LP: We got the story of how you got to Bethel. Then take us to how you got to Sudan.
JS: I went to Trop Med School.
LP: Tropical Medicine.
JS: Tropical Medicine School in London. MSF came and was recruiting people that were getting trained there. They told me that they had a cross-border job for me available.
I get this job that’s cross-border, that I find out later is clandestine. I actually got the job thinking it was the first job I would go to, but I would probably find what I really liked later.
LP: What does it mean, you were saying it’s a clandestine health operation? Is that right?
JS: It was clandestine to even be there.
LP: To be there.
JS: We did not get permission from anybody but the rebels fighting the war told us it was okay and we’d tell everybody along the route that we were flying in, but the government of South Sudan did not officially know that we were there.
LP: That’s incredible. How long did you stay there, your initial first foray?
JS: I never left. I’ve been there ever since. Then I would come home for one month and work in Bethel just for one month.
LP: Now do you divide the time?
JS: Oh, yeah. We started our own program, so now I work. I need to earn money so I have to write thank-you letters to have people donate. I have to get all the paperwork done because I don’t have an administrator working for the project, so I need to come back and be in a place that’s easy to do that.
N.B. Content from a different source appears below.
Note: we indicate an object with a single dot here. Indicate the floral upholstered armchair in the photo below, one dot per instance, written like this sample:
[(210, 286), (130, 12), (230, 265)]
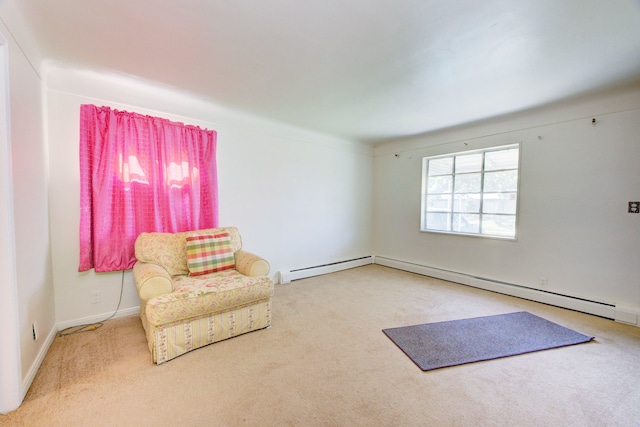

If I tried to do that and take time off in South Sudan, that doesn’t work because there are people always at the door. It doesn’t matter. It doesn’t matter. Even if I say, “Please don’t come,” or I go to a different place than I’ve wanted, people come looking in windows of every place to try to find out where I am. I can’t get any time off unless I’m sick and lie down in a tent.
LP: How many people are in your clinic now to help you?
JS: Something like 35, something like that.
LP: Do you do a lot of teaching?
JS: When you have a horrible outbreak of kala-azar, you don’t have time to do the teaching. You need to do it when you don’t have that and you need to do it when you’re not doing another massive project because there is so many more people living there. With the displaced population that moved into our area because we have this oasis of peace around us, we now have 50,000 people where we used to have 5,000. So there’s a lot more people and so many more complicated patients. There is no more referral center. We can’t just send someone to a referral center.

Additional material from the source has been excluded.